The Supremacy Clause operated within essentially the same speculative context. While Hamilton and Madison would shortly assert that the legal superiority of the proposed constitution and the statutes approved under its authority was both necessary to the overall success of the venture and logically consistent with established principles of political organization, they would not – indeed, could not – predict what effect this selfsame proviso would actually have in fact. Notwithstanding the evident necessity – or at least the usefulness – of ensuring the consistent application of national authority across the various jurisdictions within the United States, what would the relationship between the states and the federal government ultimately resemble? Would Congress take it upon itself to review every statute passed by the states in order to ensure their conformity with its priorities and designs? What effect might federal supremacy have upon the initiative of state legislators whose work could summarily be struck down or nullified?
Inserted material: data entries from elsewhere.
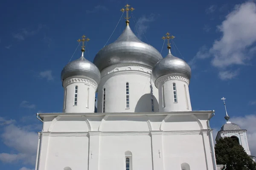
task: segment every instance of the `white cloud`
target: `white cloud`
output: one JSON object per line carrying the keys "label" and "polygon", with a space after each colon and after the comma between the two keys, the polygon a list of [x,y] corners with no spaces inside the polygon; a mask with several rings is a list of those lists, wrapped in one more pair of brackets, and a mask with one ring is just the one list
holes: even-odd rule
{"label": "white cloud", "polygon": [[256,100],[250,101],[250,102],[249,102],[249,105],[256,105]]}
{"label": "white cloud", "polygon": [[41,78],[46,78],[47,80],[52,80],[53,79],[51,70],[47,70],[40,72],[39,76]]}
{"label": "white cloud", "polygon": [[200,49],[192,62],[206,58],[198,57],[198,54],[209,55],[212,59],[211,64],[220,71],[219,75],[234,78],[238,72],[227,71],[229,68],[246,64],[256,53],[256,4],[250,2],[236,6],[217,27],[221,37],[214,41],[209,49]]}
{"label": "white cloud", "polygon": [[0,125],[8,125],[12,123],[15,123],[16,122],[15,120],[10,119],[6,120],[3,117],[0,117]]}
{"label": "white cloud", "polygon": [[38,141],[37,133],[11,124],[5,127],[1,137],[4,144],[16,152],[0,153],[1,161],[9,163],[21,161],[24,164],[35,164]]}
{"label": "white cloud", "polygon": [[5,48],[6,48],[7,49],[8,49],[8,50],[9,50],[9,49],[10,49],[10,48],[11,48],[11,47],[12,47],[12,45],[9,45],[6,46],[5,46],[5,47],[5,47]]}
{"label": "white cloud", "polygon": [[35,169],[29,169],[28,168],[26,167],[22,167],[19,170],[35,170]]}
{"label": "white cloud", "polygon": [[205,10],[205,12],[207,14],[213,13],[216,8],[217,6],[215,5],[211,5]]}
{"label": "white cloud", "polygon": [[239,74],[239,70],[231,71],[230,70],[220,71],[219,72],[219,77],[222,80],[227,80],[236,77]]}
{"label": "white cloud", "polygon": [[108,8],[100,5],[95,6],[92,10],[86,10],[87,13],[95,13],[100,11],[108,11]]}
{"label": "white cloud", "polygon": [[137,36],[140,39],[142,39],[141,36],[143,34],[145,34],[147,32],[147,30],[148,28],[148,23],[155,20],[155,15],[153,14],[151,14],[148,17],[143,15],[139,18],[135,27],[137,31]]}
{"label": "white cloud", "polygon": [[20,104],[20,106],[24,108],[28,108],[29,109],[34,109],[35,108],[35,105],[30,104],[29,102],[26,100],[21,102]]}
{"label": "white cloud", "polygon": [[244,117],[236,117],[230,119],[233,123],[237,124],[242,129],[247,130],[247,139],[251,154],[256,155],[256,115],[247,115]]}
Did the power allocated to Congress by the relevant article extend so far as to allow the federal government to disregard – or even to effectively rewrite – the constitutions of the states? Hamilton, Madison, and their allies among the Federalists tended to respond to these kinds of inquiries by avowing that the scenarios they described were too outlandish to be all that likely. If a given action taken by Congress did not plainly serve the needs of the American people, there was no reason to believe it was liable to occur. If, on the other hand, said action did serve some need or priority of the American public, then it did not matter by whom it was achieved, only that a government elected by the people had rendered a service unto the people.

Samuel Bryan’s evident issue with this manner of reasoning was that it allowed those with a vested interest in their own power to decide what, in terms of the limit of their authority, was permissible and what was not. Granting that the states would ultimately be responsible for ratifying or rejecting the proposed constitution, and that the states had initially chosen the delegates whose efforts produced that very same document, the national government would exist as a thing unto itself once its various institutions were erected and set in motion. The officers of the national legislature, the chief executive, and the judiciary would be free to decide to what extent they believed their authority reached, the only restriction thereupon being the wording of the Constitution itself. In light of how vaguely certain clauses of the same had been written – quite possibly with the intention of giving as much latitude as possible to future generations – there would seem to have been very few limits indeed upon the actions of the aforementioned national authorities. Bearing this in mind, why would the various members of Congress, or the President, or the justices of the federal judiciary ever reject the opportunity to increase their power if so little appeared to stand in their way? Given the opinions which Samuel Bryan had previously expressed in the text of Centinel I of “the wealthy and ambitious,” and the extent to which he seemed to believe that the Framers of the proposed constitution were those most likely to benefit from its ratification, this was almost certainly a question he hoped the great mass of his countrymen would take the opportunity to thoroughly consider. The prospect which the outcome of the Philadelphia Convention had placed before them – the creation of a powerful, activist central government where a weak and passive one had existed before – constituted a tremendous potential transfer of sovereignty from the people at large to a set of previously non-existent officers and institutions. Under the circumstances, and as Bryan attempted rather emphatically to communicate, some degree of skepticism – if not, indeed, outright suspicion – was most definitely called for.